Gauff’s adaptability and Daly’s guidance helped her win the French Open in 2025, but three weeks later came that Wimbledon loss to Ukraine’s Dayana Yastremska, who skidded the ball through under the No. 1 Court roof and rushed Gauff out of the building.

In Świątek’s box was Wim Fissette, who grew up in Belgium playing on fast carpet, which requires footwork similar to grass.

“Too many players focus on being low, where my main focus is always being light, especially with like the first steps, but also running through the ball,” Fissette, who Świątek split with earlier this year, said in a voice message this week that was about as good a primer on grass court tennis there is.

“There shouldn’t be any hard stops or hard starts.”

Velocity is also key to the shots players choose.

“A fast ball will be very fast. It will like kind of skid through,” he said. “But on the other hand when the ball is slow it is super slow. It’s probably the slowest of any surface. Let’s say the ball falls out of the air, or it’s like a very defensive ball. It bounces low and you have to add a lot, so it’s actually the opposite.

“So the fast balls, you kind of have to try to use the pace of the opponent, maybe redirect but stay light on the feet. And when the ball is slow, very slow, you just have to load your legs and try to get as much energy as possible to really do something with the ball.”
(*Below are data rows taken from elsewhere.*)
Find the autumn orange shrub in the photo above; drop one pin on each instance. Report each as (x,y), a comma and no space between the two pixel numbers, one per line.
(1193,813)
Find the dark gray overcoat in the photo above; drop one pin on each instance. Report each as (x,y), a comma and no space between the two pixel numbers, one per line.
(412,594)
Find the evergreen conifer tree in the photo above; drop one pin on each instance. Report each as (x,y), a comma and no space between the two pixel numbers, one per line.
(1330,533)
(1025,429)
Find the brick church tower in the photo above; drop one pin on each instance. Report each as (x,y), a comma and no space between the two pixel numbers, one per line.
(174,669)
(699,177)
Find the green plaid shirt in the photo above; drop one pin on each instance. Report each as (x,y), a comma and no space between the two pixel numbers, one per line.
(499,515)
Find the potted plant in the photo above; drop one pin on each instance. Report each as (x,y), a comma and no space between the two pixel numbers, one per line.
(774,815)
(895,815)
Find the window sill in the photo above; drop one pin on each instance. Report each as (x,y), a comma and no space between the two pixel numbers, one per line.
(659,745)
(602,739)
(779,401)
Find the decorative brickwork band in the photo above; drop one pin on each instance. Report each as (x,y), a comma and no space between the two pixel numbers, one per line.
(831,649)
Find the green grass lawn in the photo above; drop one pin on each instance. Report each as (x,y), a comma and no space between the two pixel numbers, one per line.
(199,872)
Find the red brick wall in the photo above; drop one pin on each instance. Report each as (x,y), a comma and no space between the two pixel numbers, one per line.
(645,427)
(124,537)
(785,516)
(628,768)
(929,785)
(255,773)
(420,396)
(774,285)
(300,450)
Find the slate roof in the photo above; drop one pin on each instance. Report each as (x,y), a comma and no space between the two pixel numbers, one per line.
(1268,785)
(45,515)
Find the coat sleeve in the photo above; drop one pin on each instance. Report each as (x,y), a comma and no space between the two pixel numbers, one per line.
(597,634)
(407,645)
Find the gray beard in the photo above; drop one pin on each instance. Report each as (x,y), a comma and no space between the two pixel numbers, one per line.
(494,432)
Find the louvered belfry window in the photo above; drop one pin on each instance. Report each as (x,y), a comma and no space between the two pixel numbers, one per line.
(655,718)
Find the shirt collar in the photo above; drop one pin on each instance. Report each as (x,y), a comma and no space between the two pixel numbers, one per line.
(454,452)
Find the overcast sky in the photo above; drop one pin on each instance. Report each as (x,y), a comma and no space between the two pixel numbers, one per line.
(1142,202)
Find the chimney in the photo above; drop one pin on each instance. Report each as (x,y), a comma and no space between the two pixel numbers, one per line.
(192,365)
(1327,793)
Coco Gauff made it to the round of 16 at Wimbledon in 2019. (Daniel Leal / AFP via Getty Images)

To understand Gauff’s path forward on grass requires a journey backward, into Gauff’s childhood. Gauff’s father and phonetic namesake (he’s Corey, she’s Cori) trained her to hit the ball differently than most women, to swing with the big sweeping forehand with heavy topspin and power that is more common among men.

Gauff was in her formative years when Rafael Nadal, Świątek’s idol, was taking over men’s tennis with his remarkable forehand. Nadal also uses the Western grip, which sends the racket strings from low to high while practically facing downward. The violence of the motion generates prodigious amounts of topspin.

During a neutral rally, that grip and motion usually work best when players can take a few steps back from the baseline. Unfortunately, that’s a terrible way to play tennis on a grass court, where the ball stays low and slides through the court. Gauff makes a lot of her living hanging back, using her speed to chasing down balls, and using her topspin to reset points until she can find an easy one to put away. Assuming the ball bounces high, that is.

“Her ball on the forehand is heavy and high and that is kind of frustrating for players, but on grass it doesn’t get above the shoulders,” Rennae Stubbs, the former player and commentator who is helping coach Serena Williams during her comeback, said during an interview.

There is a workaround though, as Nadal and Świątek proved (though Nadal’s grip is a little less severe than Gauff’s, Daly said).

They shortened their swings, stayed as low as they could, and got through the first week of the tournament, with the grass at its slipperiest. After a week of play — and perhaps sun — the courts have a slightly higher bounce, giving Nadal and Świątek’s strengths a better platform to shine.

All that requires the ability to anticipate shots and to stay light on the feet. Digging in and pushing hard off the grass, the way a gifted sprinter like Gauff does to generate speed on the first step can spell doom, even though grass tennis shoes have small dimples on the bottom to give players more traction.

Like Gauff, Steffi Graf had otherworldly straight-ahead speed. “Twinkle toes” is how Stubbs describes her. She tells players to imagine they are running on ice.

Daly mentioned his good friend James Blake, who reached No. 4 in the world and won 10 titles but never got past the third round of Wimbledon.

“One of the fastest on the hard court, but he didn’t move quite as well on grass,” Daly said. “He had the game to be very good on grass. I just think the movement wasn’t quite as natural.”

Gauff isn’t ready to give up yet. She wants to create more good memories on the grass. She says her practices are going well.

“Just really focusing on the footwork, the game style, and really trying to find my grass identity,” she said.